Let us consider solving the optimization problem of the form (2). If we apply the Newton method, we need to solve a linear system having the Hessian of the objective function with respect to the initial state $\theta$ as the coefficient matrix. When the linear system is solved by a Krylov subspace method such as the conjugate gradient (CG) method, the Hessian-vector multiplication needs to be computed. The adjoint method can be used to approximate the Hessian-vector multiplication [17, 18].¹¹1More precisely, the Hessian-vector multiplication is approximately computed by solving the so-called second-order adjoint system numerically. However, this approach usually results in applying the CG method to a non-symmetric linear system even though the exact Hessian is always symmetric, and consequently, its convergence is not always guaranteed. Symmetry can be ideally attained if the Hessian-vector multiplication is computed exactly [10]. We note that the need for computing the exact Hessian-vector multiplication also arises in the context of uncertainty quantification (see, e.g. [11, 16]).
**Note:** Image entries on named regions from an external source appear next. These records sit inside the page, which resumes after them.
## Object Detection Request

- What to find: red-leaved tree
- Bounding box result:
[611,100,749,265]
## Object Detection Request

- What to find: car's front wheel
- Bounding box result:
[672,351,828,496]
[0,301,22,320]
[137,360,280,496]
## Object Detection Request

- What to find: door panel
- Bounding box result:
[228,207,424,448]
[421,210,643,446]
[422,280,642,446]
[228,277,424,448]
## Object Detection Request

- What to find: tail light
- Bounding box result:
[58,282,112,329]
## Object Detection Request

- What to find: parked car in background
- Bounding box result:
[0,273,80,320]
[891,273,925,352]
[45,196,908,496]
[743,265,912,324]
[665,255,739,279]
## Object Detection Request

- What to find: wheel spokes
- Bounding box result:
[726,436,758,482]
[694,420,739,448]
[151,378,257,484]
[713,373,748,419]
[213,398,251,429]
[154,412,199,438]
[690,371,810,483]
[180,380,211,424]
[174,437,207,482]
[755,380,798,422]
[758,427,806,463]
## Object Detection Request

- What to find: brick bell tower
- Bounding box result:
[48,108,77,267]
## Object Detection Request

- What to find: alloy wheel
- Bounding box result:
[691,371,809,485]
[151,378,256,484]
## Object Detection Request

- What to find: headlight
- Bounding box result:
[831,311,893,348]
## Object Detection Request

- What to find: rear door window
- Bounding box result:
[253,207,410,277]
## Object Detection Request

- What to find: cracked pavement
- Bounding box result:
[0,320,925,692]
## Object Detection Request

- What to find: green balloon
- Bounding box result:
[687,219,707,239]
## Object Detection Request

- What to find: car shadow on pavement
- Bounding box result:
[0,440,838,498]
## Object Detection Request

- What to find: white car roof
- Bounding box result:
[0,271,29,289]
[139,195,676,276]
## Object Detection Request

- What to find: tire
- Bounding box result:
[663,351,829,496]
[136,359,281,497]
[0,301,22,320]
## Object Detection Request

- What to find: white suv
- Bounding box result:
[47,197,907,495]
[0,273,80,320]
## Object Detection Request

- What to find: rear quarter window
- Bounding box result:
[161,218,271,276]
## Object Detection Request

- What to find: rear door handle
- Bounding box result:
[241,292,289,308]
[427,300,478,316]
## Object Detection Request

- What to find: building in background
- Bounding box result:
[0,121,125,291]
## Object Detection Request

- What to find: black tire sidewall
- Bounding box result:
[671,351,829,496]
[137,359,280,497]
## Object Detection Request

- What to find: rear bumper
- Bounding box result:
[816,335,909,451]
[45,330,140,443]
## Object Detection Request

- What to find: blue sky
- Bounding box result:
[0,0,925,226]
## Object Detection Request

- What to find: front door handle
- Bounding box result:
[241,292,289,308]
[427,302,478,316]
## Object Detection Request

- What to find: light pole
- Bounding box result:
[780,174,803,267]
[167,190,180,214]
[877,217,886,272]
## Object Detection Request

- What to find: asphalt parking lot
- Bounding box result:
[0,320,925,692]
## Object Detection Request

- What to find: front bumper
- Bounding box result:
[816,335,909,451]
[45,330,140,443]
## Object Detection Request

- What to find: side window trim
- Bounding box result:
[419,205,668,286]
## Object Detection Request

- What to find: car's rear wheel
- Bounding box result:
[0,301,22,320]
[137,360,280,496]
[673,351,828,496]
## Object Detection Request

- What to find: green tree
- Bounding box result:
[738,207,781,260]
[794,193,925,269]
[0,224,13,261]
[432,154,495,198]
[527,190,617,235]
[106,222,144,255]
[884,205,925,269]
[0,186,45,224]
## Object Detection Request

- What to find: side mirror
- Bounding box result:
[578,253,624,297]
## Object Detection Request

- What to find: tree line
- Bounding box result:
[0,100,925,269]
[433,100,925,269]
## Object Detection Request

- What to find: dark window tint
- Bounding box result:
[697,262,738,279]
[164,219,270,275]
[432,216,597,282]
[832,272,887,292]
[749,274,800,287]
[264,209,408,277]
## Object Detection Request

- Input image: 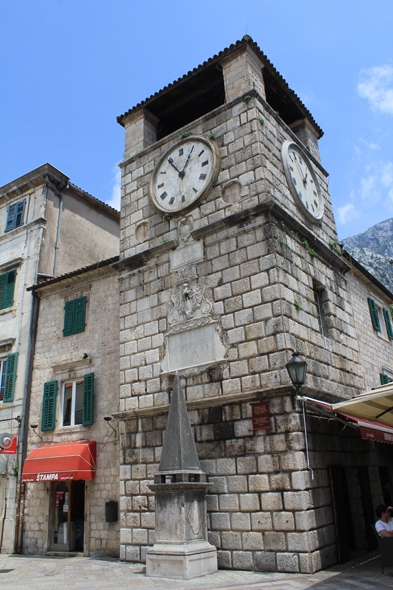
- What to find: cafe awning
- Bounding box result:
[300,396,393,444]
[22,441,97,482]
[332,383,393,427]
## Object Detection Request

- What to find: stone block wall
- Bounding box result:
[23,267,119,556]
[120,398,391,573]
[347,268,393,391]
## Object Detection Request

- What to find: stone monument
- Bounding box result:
[146,374,217,580]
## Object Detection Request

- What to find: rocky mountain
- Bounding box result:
[342,218,393,293]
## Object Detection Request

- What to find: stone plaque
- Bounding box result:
[251,402,270,430]
[162,322,225,376]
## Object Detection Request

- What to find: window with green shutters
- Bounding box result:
[62,373,94,426]
[4,199,26,231]
[3,352,18,402]
[41,381,57,430]
[367,297,381,332]
[82,373,94,426]
[0,270,16,309]
[382,309,393,340]
[63,297,86,336]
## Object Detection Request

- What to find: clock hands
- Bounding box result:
[168,158,184,178]
[168,146,195,178]
[179,146,194,178]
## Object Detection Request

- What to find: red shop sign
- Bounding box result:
[251,402,270,430]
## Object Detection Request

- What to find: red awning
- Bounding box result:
[22,440,97,481]
[304,398,393,444]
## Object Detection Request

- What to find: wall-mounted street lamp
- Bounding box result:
[30,424,42,440]
[285,352,307,409]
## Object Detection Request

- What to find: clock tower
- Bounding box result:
[118,36,362,572]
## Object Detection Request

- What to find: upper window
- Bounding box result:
[0,352,18,402]
[0,359,7,402]
[5,199,26,231]
[368,297,393,340]
[41,373,94,430]
[0,270,16,309]
[63,379,83,426]
[367,297,381,332]
[63,297,86,336]
[314,290,324,336]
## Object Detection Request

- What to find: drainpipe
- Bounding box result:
[15,291,40,553]
[48,181,69,277]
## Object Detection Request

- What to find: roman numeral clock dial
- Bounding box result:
[149,135,220,215]
[281,141,324,223]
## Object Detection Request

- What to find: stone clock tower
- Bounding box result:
[118,36,362,572]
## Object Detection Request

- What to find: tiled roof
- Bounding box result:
[26,256,119,291]
[69,182,120,216]
[117,35,323,137]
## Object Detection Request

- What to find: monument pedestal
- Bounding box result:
[146,478,217,580]
[146,541,217,580]
[146,373,217,580]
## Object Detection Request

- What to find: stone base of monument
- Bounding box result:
[146,541,217,580]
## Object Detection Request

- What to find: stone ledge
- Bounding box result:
[112,240,178,270]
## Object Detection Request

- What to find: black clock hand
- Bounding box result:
[168,158,181,175]
[179,146,194,178]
To the best of authors’ knowledge, an algorithm that systematically computes the exact gradient has been developed only for the cases where the ODE system (1) is discretized by using RK methods; similar algorithms should be developed for other types of numerical methods. We note that while it may not be so difficult to construct an algorithm for a specific ODE solver, providing a recipe for a particular class of numerical methods is useful for practitioners. Among others, we focus on the class of partitioned RK (PRK) methods. A straightforward conjecture would be that the exact gradient is obtained by applying an appropriate PRK method to the adjoint system. Indeed, our previous report showed that this conjecture is true for the Störmer–Verlet method [13]. However, except for some special cases, this conjecture does not hold in general. In this study, we shall show that the exact gradient can be computed by a certain generalization of PRK methods.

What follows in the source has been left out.